Tuesday, June 18, 2013



Crew Rides Across the U.S. in 3 Days — On an Electric Motorcycle





BY DAMON LAVRINC06.18.139:23 AM


Thad Wolff arrives at the Santa Monica Pier last Thursday. Photo: Moto-Electra
As night fell on the Moto-Electra team during the first day of its cross-country adventure, Thad Wolff realized the headlight on the home-built electric motorcycle was out of alignment. It was dark, it was raining and he really, really needed that light. So he pulled into a gas station, his support van not far behind, to make an emergency repair.

Brian Richardson, the man responsible for building the bike, whipped out a Dremel and went to work on the fairing to readjust the headlamp. With little to do but wait, Wolff, a former professional motorcycle racer, decided to enjoy some shut-eye and hope for the best.

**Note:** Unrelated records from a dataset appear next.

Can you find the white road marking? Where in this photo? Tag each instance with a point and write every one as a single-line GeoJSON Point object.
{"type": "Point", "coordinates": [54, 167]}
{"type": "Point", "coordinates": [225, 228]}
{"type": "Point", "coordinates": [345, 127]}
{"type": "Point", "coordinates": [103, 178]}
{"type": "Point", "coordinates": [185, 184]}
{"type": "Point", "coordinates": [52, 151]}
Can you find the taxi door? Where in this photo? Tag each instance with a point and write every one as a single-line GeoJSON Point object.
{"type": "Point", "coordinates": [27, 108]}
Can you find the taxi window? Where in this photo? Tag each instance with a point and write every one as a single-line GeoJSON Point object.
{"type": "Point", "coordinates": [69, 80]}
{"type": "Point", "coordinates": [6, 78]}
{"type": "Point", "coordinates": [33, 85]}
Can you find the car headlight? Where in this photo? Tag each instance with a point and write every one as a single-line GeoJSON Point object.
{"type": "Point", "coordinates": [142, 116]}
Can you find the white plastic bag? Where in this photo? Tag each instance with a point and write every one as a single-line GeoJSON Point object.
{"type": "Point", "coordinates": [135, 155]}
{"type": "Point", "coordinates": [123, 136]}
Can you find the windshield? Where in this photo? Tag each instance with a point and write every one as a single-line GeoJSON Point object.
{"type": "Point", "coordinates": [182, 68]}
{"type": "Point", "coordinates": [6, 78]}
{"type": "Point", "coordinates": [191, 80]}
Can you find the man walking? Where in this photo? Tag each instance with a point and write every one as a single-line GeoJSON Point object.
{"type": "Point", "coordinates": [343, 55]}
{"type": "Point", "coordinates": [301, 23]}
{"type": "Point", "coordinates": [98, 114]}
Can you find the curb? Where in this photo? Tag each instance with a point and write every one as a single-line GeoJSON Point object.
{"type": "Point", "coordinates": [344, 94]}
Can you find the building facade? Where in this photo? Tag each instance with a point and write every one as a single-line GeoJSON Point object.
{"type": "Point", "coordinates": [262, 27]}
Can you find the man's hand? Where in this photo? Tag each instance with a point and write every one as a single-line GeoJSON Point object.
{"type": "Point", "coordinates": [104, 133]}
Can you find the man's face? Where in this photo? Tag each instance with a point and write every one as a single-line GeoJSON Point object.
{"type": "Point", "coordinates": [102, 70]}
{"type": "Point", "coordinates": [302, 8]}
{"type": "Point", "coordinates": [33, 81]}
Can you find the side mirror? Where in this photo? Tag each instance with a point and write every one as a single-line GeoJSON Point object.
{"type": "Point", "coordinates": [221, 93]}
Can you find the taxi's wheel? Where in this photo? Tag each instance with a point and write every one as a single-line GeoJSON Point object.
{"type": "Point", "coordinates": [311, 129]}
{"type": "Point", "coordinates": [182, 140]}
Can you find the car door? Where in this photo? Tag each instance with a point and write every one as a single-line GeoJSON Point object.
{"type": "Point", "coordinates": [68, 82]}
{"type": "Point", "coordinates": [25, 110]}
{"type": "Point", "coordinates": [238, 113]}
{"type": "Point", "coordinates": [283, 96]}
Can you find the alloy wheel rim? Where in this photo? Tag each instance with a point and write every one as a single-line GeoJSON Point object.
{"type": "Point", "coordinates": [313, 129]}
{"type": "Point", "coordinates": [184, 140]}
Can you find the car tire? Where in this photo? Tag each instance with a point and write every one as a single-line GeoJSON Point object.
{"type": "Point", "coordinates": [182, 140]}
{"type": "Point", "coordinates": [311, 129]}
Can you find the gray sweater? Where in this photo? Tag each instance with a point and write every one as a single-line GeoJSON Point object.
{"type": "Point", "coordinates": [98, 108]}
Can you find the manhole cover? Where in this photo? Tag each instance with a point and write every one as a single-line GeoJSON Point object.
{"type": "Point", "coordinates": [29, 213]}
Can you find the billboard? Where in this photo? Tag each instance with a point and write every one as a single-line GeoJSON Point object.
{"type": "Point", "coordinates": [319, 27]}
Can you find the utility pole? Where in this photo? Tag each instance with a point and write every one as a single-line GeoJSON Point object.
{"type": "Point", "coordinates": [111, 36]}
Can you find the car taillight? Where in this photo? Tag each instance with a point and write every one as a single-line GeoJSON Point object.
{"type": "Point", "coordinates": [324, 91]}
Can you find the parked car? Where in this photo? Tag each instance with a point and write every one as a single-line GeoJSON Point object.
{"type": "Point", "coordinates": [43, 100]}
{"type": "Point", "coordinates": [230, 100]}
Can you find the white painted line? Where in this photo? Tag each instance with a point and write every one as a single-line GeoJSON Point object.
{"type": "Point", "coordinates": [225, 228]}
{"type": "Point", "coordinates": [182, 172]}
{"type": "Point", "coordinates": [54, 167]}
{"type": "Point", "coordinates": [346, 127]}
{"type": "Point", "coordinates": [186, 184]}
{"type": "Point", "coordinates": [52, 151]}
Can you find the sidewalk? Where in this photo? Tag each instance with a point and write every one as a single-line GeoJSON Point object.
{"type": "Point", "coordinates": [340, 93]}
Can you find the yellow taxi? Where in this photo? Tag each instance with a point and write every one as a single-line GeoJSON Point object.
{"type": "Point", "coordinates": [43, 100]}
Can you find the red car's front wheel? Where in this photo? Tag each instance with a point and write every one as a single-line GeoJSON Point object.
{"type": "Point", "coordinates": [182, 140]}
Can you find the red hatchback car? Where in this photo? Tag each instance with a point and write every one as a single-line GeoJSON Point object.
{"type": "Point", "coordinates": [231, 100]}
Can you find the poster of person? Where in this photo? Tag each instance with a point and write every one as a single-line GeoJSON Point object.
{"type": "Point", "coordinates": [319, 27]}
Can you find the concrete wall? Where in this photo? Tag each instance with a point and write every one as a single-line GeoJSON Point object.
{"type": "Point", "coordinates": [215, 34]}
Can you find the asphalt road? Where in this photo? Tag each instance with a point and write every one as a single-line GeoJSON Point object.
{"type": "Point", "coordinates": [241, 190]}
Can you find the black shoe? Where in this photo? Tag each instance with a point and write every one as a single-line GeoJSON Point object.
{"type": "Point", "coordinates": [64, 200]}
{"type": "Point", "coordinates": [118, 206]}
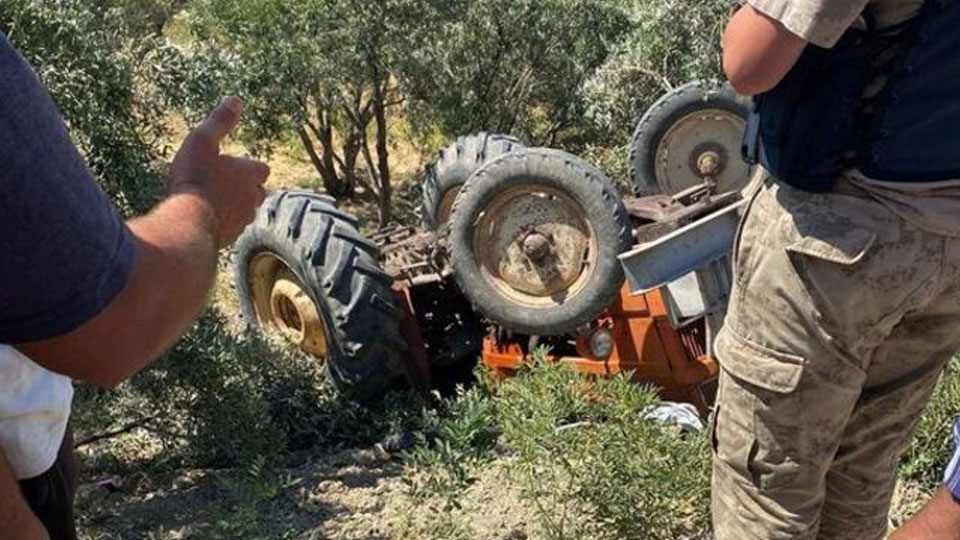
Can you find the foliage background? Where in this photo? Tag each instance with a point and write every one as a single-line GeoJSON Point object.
{"type": "Point", "coordinates": [352, 82]}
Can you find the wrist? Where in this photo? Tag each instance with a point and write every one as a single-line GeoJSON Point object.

“I’m lying on the ground, with my jacket as a pillow, trying to get some sleep,” Wolff recalled today, “and asking myself, ‘What the hell did I get into?’”

What he got into was a 2,500-mile blitz from Jacksonville, Florida to Santa Monica, California, on an electric motorcycle. It was an epic test for the bike, the team, and its riders, who covered that distance in 84.5 hours, arriving at the Santa Monica Pier last Thursday, making it the fastest cross-country trip ever made on an electric bike.

Richardson is nothing if not ridiculously ambitious. Before proving the viability of electric drivetrains with his cross-country run, he and the Moto-Electra crew competed in the TTXGP electric motorcycle racing series from 2010 to 2012 and finished second overall last year. Wolff was the man on the bike for every season, so when Richardson needed a pilot for his transcontinental adventure, Wolff was the only logical choice. And the electro-Norton was the only logical bike.

The bike, a 1966 Norton Featherbed frame with a motor and battery pack wrapped in a replica fairing from the John Player Special Norton grand prix bike, is by far the most gorgeous electric motorcycle ever. It’s a modified version of the machine that competed against purpose-built racers in the TTXGP.

Richardson — who’s neither an engineer or a fabricator yet built the bike himself in a shed in Virginia — doubled the capacity of the lithium-polymer batteries to about 22 kilowatt-hours, which is only slightly smaller than the pack in a Nissan Leaf. Most of the batteries were donated, including an auxiliary pack from a military vehicle of some kind. It isn’t the prettiest system, but the price was right.

“We had no budget,” Richardson says. That meant the team couldn’t swap battery packs along the way — something Richardson calls “cheating” — and instead squeezed every mile from the battery before stopping to recharge. The team took a conservative approach to both speed and charging.

“We just wanted to finish,” says Richardson.


The entire Moto-Electra team after a grueling three and a half-day journey. Photo: Moto-Electra
Wolff rode at a sedate 65 mph and went 100 to 120 miles between charges, plugging into a generator pulled behind the support van. The team followed Interstate 10 across the southern part of the country, and electrical outlets are few and far between through west Texas and the Mojave. “We’re trying to demonstrate the battery tech,” Richardson says. “Not the charging grid.”

While the batteries held up perfectly and the bike was nearly faultless, the ride was far from relaxing — or comfortable.

“Brian set up the bike as more of a cafe racer, with low handlebars and pegs,” Wolff says. “It wasn’t that comfortable and we added about 200 pounds worth of batteries, so it didn’t handle very well.”

Weather also presented trouble, which can be nerve-racking on an electric motorcycle (let alone a British electric motorcycle.). Wolff was on the radio with Will Hays, a sophomore at James Madison University who served as the team’s tech expert, when they hit a monsoon-level rainstorm outside of Florida. “He was talking to Will,” Richardson says, “and pretty much asked if he was going to be electrocuted.”

And on the other side of the spectrum was the heat.

“We got to San Antonio and we were on schedule to do it under three days,” says Wolff. “But the heat was so bad.” That lead to Wolff and Richardson taking turns riding the Moto-Electra through the hottest (and most boring) expanses of I-10.

Both Richardson and Wolff are quick to praise Hays and his expertise. “He was exceptional,” Richardson says. “With a laptop and other equipment, [Hays] captured data every second — things like wind speed/direction, volts, amps, temperature, GPS location/speed/elevation. If you wanted to start installing charging stations across the U.S., Will has the database.”

And if Moto-Electra wanted to do it again, Richardson is confident they could make the trip in less time, at a higher speed, and with fewer charges.

“We could’ve done 150 miles to a charge,” Richardson admits. “And bumped the amperage to reduce [charge times] to 30 minutes.” But for now, the team is confident in their standing.

“After we finished I told myself I’d never do it again,” says Wolff. “But never say never. We’ve achieved what we wanted in racing and with this cross-country tour, but what’s next… I don’t know.”